The first act really highlights
Adelaide’s isolation in the countryside. I thought the novel would be
focused on the lengths she would go to survive and “tame” the land.
After a short time and some hardship, she meets neighbors who live
across the valley, a mother and son. A friendship forms and they even do
things like go to won together and eventually to a dance.
Lone
Woman takes place in the twentieth century, but set on the frontier it
may as well have been set during the civil war. The nuts and bolts of
world-building and survival on the frontier is so strongly written that I
forgot about the trunk until a moron opened it. Adelaide let her guard
down and met a man named Matthew at a dance, he opened the case and paid
dearly for this mistake. He was curious but should have left it alone.
“A funny thing happens when a man thinks he has a woman's company all to himself.
He may show a face to her that he would keep hidden if there were even one more person around. He speaks from his secret self.”
I
was nervous Matthew would hurt her, but he opened the trunk and thus,
he was attacked by a monster.
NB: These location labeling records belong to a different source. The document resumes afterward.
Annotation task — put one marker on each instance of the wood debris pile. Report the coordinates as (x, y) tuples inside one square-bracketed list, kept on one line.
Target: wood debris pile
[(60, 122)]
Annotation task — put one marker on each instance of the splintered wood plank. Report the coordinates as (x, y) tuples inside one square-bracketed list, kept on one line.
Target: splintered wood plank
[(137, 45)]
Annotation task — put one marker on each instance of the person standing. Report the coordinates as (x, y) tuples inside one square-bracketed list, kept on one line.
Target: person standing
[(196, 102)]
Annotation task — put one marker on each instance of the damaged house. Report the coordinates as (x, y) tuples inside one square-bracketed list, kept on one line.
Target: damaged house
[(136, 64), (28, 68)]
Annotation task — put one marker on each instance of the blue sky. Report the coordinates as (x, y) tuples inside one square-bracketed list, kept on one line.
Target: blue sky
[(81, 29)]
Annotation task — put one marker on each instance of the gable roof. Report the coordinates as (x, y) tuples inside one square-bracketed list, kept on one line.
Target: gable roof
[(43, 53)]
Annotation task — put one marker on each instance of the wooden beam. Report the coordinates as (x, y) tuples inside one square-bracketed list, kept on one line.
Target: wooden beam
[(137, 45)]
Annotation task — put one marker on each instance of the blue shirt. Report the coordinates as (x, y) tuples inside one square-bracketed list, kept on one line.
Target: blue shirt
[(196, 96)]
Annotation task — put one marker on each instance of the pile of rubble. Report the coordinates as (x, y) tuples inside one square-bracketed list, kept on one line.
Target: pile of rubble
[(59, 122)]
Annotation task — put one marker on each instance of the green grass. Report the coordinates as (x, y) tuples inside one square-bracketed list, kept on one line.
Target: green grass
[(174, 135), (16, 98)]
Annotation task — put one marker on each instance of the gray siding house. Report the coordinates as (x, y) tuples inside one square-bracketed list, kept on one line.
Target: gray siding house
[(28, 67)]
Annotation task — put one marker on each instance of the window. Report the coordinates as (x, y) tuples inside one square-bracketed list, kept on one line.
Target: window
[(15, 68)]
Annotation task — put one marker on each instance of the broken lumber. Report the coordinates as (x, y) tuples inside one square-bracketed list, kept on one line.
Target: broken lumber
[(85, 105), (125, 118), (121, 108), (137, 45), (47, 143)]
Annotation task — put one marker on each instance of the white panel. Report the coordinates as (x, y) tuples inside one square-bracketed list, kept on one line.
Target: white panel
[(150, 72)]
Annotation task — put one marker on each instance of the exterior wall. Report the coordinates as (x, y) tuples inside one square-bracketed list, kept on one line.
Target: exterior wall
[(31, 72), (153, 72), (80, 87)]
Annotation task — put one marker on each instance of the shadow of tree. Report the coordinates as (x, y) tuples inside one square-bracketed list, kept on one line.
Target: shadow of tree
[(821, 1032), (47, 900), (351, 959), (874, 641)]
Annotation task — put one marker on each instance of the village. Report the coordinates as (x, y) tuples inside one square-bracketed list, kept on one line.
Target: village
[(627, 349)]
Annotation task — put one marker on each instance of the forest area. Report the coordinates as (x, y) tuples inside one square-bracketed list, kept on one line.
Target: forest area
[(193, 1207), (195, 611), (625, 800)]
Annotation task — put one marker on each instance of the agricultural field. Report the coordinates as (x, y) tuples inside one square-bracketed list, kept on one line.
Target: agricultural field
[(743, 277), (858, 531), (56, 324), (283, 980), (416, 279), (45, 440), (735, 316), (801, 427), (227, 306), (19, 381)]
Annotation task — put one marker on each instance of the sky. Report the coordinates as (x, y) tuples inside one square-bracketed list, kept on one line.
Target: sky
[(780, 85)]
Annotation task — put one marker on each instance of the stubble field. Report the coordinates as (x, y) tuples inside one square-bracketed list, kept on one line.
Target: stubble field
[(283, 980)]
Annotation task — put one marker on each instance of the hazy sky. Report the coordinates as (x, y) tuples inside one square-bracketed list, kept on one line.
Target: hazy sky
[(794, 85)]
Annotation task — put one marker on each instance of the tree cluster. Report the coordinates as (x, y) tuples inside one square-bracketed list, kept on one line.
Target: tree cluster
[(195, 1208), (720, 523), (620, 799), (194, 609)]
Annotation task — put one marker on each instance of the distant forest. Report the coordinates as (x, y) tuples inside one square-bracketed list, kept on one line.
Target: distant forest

When he awakes he is in shock, was it an
animal? Adelaide’s secret is a monster that her family has hidden in the
trunk, now we know why she had to run from California.
“This
woman. Will we see her recorded as a brave soldier in their war? Or will
she risk being forgotten? We can do our part. We can remember her.
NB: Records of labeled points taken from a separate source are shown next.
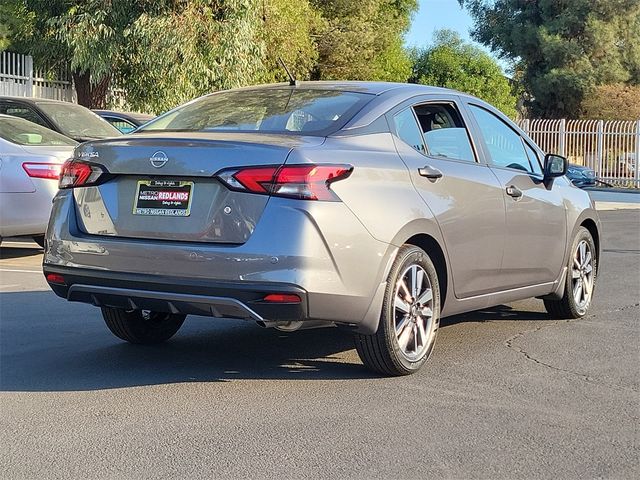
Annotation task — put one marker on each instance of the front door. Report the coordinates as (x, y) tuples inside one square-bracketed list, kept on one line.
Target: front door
[(463, 194), (536, 219)]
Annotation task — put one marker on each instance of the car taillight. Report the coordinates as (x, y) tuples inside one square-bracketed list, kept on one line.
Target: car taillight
[(305, 182), (79, 174), (49, 171)]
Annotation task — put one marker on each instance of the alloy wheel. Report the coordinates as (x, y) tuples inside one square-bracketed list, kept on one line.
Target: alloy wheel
[(582, 275), (413, 311)]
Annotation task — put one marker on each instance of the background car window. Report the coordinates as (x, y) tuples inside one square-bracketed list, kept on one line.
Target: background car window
[(504, 144), (444, 132), (408, 130), (77, 121), (534, 160), (22, 112), (22, 132), (120, 124)]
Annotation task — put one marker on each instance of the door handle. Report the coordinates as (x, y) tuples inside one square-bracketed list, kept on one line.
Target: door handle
[(430, 172), (514, 192)]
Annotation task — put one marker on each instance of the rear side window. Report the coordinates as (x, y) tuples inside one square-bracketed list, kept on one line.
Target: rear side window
[(444, 132), (407, 129), (505, 146), (275, 110), (120, 124)]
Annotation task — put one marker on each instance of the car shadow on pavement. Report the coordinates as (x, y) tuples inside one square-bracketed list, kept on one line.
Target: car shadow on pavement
[(43, 348)]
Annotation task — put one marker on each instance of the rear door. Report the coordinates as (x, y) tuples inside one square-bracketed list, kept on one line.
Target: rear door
[(536, 218), (463, 194)]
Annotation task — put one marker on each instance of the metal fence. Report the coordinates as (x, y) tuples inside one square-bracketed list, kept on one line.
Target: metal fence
[(18, 78), (611, 148)]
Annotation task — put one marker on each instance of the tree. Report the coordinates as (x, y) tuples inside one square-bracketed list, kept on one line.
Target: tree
[(199, 48), (562, 50), (164, 52), (362, 39), (452, 63), (88, 36)]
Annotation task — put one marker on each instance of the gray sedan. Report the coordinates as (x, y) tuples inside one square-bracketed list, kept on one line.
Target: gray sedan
[(30, 160), (376, 207)]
History is simple, but the past is complicated. I, for one, embrace the
complications.”
She is not the monster, but it wouldn’t die, she
couldn’t kill it. It is at this point more than 1/3 of the way through
the book that the true nature as a supernatural horror hybrid with
Western is revealed. Horror westerns have become a thing recently in the
small press, but this one took me by surprise. It shouldn’t have. I
have read this author's excellent work before.
Character-wise the monster is a metaphor for guilt and shame that Adelaide is living with.
“There are two kinds of people in this world: those who live with shame, and those who die from it.”
That
is one of the things that elevates the novel, but in the end, it is
simply an effective horror novel. Plain and simple. One of the most
powerful moments for me happened when Adelaide return with her horse
Obadiah. She cared for the horse and thought about the horse’s feelings
something you rarely see in Western novels. That is why she discovers
the trunk open we fear the horse.
“One of the doorway beams had
yanked out so far it formed a sharp close to a Y, and without any better
option, she tied Obadiah off right there. She gave the horse a calming
touch then she moved on. As soon as she took two steps, Obadiah stepped
forward, too trying to keep close to her. She put up her hand and urged
him back but returned to his side and offered a calming touch to his
neck. When she walked away the second time, the old horse didn’t try to
follow.”
There are moments like these when LaValle is dialing up
the suspense, he does this by manipulating the setting, our expectations
about characters, and the feelings we develop for them.
There is also witty dialogue like this exchange in chapter 61.
“You’re wearing a pistol,” Sam said
“Yes, I am.”
“You weren’t before.”
“That’s true, Joab agreed “Mrs. Reed gave it to me.”
“Is it for me?” Sam asked unable to look up from the floor.
“It’s for whoever needs it,” Joab told him.
I
expected a grim frontier tale, and there are moments that feel that
way. The novel never felt like a chore or a slog to me. LaValle knows
how to pace the tale, and I was surprised when I quoted the dialogue
above. I had no idea there were sixty chapters…because the book flowed
and was a page-turner throughout. Great stuff.